Some are faced with bills of £25,000. The worst I’ve heard to date is £100,000.
This means ruination, for life, for people who have “done the right thing” and bought a home.
This amendment is the one that bounced five times between the Lords and the Commons, before, sadly, the Bill was voted through without the amendment. It is now law. The Fire Safety Act 2021. And to hell with it.
Weirdly, my successor as MP for Kensington, having committed to represent north and south Kensington — voted — against — sensible — amendments — to save life and financial stability — every — freakin’ — time.
As always, when we are approaching another Grenfell anniversary, frustration boils, and descends into anger or despair.
The council has still failed to find an appropriate means, manner or tone in its attempted engagement with community members that does not infuriate or rile people.
Visits to the area by senior Tory councillors are seen by them as adventures into hostile territory.
One senior Tory called it, audibly, the “lion’s den.” Because clearly, we are vicious and feral hordes.
Another shouted at a vulnerable community member, who they thought was asking too many questions, at a public meeting.
Some Tory councillors seem quite frankly bored of it now. They have no understanding of how PTSD works, how it can wait in ambush for months, then surge uncontrollably.
They still view complainants as “rebel residents,” as a Kensington & Chelsea Tenant Management Organisation officer famously called the Grenfell Action Group when they were warning about fire safety.
This phrase has been reclaimed by protesters and printed on T-shirts. They still regard local Labour councillors (all five northern wards in Kensington are Labour) as “rogue councillors.”
This immortal phrase, written by an RBKC legal adviser, was revealed by an independent auditor investigating one of RBKC’s dodgy property deals.
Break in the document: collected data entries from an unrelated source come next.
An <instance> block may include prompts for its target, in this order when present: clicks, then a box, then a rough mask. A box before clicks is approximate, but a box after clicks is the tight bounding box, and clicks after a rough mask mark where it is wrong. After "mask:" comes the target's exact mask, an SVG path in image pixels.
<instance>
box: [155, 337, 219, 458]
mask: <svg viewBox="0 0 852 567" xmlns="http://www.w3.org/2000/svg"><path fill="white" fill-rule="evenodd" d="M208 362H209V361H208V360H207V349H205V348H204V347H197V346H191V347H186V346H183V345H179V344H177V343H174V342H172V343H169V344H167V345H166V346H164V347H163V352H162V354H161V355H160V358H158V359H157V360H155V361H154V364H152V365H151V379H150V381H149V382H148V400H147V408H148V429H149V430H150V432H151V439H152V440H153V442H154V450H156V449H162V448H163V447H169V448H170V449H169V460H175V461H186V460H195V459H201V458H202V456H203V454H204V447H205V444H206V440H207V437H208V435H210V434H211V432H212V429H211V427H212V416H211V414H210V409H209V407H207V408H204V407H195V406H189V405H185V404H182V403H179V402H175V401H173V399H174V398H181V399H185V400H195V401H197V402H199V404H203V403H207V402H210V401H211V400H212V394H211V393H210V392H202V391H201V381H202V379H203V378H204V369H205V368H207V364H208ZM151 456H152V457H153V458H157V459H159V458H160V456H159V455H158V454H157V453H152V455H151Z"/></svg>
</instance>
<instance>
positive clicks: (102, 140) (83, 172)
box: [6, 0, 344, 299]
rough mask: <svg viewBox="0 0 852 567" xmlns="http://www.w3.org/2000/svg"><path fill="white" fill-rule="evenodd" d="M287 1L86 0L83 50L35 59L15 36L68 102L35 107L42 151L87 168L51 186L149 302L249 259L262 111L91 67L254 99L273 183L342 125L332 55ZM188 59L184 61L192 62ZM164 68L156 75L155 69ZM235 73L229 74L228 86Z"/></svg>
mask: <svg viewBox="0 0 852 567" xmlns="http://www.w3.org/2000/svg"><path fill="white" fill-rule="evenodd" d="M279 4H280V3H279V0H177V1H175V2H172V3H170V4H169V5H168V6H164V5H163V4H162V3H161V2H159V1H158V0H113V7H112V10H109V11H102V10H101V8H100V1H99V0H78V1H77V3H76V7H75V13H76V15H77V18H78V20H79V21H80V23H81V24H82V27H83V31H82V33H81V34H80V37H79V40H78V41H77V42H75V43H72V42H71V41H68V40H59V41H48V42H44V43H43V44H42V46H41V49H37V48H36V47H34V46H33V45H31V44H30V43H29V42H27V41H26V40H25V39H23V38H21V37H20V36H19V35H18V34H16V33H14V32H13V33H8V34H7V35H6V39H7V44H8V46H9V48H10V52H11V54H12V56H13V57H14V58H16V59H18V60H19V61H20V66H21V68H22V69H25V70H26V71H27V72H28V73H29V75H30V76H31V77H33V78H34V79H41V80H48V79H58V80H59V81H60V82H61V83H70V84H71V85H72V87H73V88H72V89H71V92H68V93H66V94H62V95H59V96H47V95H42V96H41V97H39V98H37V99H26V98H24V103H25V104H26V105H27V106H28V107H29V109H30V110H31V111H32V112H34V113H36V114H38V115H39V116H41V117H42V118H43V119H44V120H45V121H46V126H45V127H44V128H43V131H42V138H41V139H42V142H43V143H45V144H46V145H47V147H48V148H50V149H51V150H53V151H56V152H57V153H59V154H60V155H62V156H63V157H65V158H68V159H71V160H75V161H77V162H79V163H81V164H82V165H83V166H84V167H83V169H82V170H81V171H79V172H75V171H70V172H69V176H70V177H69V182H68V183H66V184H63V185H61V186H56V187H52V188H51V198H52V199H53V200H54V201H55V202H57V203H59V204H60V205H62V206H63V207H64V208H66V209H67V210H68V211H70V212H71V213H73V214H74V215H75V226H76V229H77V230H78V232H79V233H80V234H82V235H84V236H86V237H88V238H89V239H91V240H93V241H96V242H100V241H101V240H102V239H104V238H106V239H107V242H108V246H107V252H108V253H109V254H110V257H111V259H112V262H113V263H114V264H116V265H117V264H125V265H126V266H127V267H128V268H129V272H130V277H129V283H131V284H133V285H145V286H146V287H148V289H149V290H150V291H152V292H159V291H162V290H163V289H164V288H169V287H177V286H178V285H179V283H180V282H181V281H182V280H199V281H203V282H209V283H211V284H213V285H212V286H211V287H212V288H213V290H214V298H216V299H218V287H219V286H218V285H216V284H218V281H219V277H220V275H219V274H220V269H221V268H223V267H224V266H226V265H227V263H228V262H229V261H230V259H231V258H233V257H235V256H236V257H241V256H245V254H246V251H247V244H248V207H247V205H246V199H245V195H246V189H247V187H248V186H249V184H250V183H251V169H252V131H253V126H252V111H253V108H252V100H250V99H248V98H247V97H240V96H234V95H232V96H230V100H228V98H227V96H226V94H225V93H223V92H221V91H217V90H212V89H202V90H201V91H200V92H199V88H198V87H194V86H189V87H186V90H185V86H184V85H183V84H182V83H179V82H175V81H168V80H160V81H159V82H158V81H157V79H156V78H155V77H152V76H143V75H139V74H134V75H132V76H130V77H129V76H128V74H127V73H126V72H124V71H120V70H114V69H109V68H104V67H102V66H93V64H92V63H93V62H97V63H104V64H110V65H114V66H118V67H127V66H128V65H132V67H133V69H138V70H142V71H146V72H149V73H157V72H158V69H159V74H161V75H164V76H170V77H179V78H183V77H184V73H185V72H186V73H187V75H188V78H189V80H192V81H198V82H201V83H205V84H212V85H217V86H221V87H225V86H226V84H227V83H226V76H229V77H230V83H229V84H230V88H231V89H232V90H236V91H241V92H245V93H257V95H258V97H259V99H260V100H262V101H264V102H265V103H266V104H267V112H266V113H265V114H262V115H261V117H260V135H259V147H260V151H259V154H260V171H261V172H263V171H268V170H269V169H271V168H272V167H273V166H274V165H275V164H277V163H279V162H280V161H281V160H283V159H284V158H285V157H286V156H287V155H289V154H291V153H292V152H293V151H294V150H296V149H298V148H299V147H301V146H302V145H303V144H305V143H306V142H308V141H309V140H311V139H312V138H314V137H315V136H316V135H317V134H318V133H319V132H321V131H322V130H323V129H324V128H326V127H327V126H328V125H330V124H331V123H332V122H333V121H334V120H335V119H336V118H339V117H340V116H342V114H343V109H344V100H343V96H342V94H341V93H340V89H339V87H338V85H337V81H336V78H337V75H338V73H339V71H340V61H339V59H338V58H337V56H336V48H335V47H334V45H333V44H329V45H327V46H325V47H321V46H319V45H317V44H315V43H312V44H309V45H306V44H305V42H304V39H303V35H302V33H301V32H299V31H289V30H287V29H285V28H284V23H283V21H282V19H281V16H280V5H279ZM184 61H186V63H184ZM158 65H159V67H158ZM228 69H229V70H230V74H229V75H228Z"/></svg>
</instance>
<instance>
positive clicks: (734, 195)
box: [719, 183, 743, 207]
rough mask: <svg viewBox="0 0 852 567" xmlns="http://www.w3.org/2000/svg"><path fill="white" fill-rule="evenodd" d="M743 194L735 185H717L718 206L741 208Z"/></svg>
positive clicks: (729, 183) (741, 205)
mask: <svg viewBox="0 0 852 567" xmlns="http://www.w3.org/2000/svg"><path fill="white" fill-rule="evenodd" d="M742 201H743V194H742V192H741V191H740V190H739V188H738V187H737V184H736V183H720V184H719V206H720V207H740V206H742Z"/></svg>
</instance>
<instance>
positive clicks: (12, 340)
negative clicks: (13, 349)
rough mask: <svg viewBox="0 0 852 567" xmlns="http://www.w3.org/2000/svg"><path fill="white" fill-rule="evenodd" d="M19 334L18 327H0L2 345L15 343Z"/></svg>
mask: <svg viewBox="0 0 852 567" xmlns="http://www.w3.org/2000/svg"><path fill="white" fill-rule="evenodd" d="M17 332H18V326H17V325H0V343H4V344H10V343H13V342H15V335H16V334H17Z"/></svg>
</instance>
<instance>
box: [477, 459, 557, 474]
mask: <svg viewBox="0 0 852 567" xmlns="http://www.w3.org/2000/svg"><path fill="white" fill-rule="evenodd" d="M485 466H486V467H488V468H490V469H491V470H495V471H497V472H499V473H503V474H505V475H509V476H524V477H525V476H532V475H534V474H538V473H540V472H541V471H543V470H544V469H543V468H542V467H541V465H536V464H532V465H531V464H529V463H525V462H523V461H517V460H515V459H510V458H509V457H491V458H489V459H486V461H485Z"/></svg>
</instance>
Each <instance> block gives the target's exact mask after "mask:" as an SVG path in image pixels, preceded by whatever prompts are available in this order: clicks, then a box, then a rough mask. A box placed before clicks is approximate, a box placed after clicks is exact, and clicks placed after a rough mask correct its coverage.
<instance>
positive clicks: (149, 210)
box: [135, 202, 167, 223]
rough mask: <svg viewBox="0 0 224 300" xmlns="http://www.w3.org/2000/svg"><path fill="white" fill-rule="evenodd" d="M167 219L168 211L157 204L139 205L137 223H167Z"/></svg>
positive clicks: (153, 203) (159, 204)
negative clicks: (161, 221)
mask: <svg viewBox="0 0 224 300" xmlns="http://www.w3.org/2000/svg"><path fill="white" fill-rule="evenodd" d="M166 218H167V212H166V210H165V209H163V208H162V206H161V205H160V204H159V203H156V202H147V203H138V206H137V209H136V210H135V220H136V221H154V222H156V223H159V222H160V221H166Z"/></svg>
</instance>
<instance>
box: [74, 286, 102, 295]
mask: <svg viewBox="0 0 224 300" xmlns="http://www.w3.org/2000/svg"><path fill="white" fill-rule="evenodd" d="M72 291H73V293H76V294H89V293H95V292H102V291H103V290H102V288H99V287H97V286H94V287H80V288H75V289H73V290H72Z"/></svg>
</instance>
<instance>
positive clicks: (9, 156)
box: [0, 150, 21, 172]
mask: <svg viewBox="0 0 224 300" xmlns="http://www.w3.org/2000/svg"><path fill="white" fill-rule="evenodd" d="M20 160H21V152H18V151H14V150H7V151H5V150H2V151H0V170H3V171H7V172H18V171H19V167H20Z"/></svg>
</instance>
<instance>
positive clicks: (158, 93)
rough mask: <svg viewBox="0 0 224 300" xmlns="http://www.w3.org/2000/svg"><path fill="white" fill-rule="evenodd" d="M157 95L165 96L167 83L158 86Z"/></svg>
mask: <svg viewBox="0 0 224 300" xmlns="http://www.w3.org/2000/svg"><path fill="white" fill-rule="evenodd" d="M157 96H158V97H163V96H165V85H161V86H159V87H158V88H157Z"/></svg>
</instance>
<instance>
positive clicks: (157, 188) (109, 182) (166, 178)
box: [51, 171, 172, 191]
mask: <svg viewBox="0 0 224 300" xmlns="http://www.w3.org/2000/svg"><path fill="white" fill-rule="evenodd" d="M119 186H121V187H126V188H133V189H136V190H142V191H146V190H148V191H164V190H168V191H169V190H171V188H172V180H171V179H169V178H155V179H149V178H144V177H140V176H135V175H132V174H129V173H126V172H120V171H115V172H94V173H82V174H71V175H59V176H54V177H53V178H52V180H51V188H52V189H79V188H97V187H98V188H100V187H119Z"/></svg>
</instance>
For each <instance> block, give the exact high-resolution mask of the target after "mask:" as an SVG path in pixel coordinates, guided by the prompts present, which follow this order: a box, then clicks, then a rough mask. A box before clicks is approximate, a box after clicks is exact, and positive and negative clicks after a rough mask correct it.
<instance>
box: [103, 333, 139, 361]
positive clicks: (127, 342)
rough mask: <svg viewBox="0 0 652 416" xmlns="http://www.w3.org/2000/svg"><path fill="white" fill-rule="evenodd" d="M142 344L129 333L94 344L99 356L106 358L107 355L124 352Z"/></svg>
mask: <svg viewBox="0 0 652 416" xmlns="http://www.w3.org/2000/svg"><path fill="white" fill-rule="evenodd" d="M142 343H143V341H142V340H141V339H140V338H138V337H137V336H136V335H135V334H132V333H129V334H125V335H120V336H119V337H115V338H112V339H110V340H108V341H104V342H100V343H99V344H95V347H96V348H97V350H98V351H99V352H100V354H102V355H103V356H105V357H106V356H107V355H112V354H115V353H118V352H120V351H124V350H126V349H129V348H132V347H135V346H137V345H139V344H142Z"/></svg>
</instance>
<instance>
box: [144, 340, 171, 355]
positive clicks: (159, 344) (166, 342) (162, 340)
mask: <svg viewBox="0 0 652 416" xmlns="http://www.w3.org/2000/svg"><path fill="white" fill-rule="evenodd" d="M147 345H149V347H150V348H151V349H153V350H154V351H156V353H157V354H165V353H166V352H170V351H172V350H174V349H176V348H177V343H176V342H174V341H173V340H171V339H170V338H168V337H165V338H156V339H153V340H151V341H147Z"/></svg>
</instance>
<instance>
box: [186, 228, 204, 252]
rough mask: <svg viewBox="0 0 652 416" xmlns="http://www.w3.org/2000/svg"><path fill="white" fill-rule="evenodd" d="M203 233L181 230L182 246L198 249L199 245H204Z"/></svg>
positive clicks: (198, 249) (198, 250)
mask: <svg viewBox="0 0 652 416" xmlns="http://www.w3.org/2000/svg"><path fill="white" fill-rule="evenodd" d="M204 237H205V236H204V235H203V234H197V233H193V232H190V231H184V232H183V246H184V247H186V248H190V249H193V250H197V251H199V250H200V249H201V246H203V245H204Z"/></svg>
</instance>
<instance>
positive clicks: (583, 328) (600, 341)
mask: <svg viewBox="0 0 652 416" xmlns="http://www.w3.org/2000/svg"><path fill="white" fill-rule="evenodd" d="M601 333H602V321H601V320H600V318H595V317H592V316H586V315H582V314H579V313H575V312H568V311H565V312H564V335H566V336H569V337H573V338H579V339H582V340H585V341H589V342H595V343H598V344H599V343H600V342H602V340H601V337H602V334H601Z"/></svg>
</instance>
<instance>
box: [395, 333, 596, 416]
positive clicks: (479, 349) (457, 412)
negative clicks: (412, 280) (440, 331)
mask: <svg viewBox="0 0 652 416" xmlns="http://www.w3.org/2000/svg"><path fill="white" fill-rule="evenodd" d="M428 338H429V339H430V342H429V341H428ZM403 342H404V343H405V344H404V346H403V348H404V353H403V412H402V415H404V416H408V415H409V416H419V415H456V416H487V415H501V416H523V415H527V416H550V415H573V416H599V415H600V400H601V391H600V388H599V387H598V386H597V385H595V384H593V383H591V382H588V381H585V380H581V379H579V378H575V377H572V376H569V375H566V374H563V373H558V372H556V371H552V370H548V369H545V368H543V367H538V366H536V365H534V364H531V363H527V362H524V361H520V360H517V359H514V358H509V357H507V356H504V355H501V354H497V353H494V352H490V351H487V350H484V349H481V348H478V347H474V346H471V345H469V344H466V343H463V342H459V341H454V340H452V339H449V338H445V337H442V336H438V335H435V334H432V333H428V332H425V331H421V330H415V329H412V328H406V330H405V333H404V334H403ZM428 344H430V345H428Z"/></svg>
Perhaps we should print that on a T-shirt too.
That disdain and disrespect, for residents and for elected representatives, has barely altered since the fire.
After a debate during which I was questioning the council’s proposals on housing, I was told to “get on the bus” repeatedly by a senior Tory. In essence, I should shut up and praise them. Often.
I will not.
Four years after the fire, there is still huge frustration and sometimes despair.
Some feel they are being failed by mental health provision, failed by the justice system, failed by “new” approaches to housing maintenance and repairs.
Forests have been felled for the dozens of new policies, but their implementation is barely discernible.
We have amazing, persistent and creative campaign groups in North Kensington. We always have.
Consider for a moment the racist murder of Kelso Cochrane in 1958, which united North Kensington against racism and resulted in a community celebration — Notting Hill Carnival.
Consider for a moment the angry housing campaigners in 1973, who locked 22 councillors and officers in a church hall overnight, demanding a mass compulsory purchase order of poor housing for redevelopment as social housing — and won, resulting in the award-winning Swinbrook Estate.
For many, four years later, it feels as if it was yesterday. It’s a fetid wound that will not heal.
Even the hope that the loss of their loved ones, and their ongoing misery, could result in “never again” legislation is fading.
After the terrifying fire at New Phoenix Wharf, which could have resulted in fatalities if it had happened at night, we know that Grenfell II is only a matter of time.
Giving up is not an option. If one group feels ground down, there are more, with fresh energy and ideas, in the wings. We will not submit.
I still see #KensingtonRising from the ashes of the Grenfell Tower fire, albeit with a roar of pain.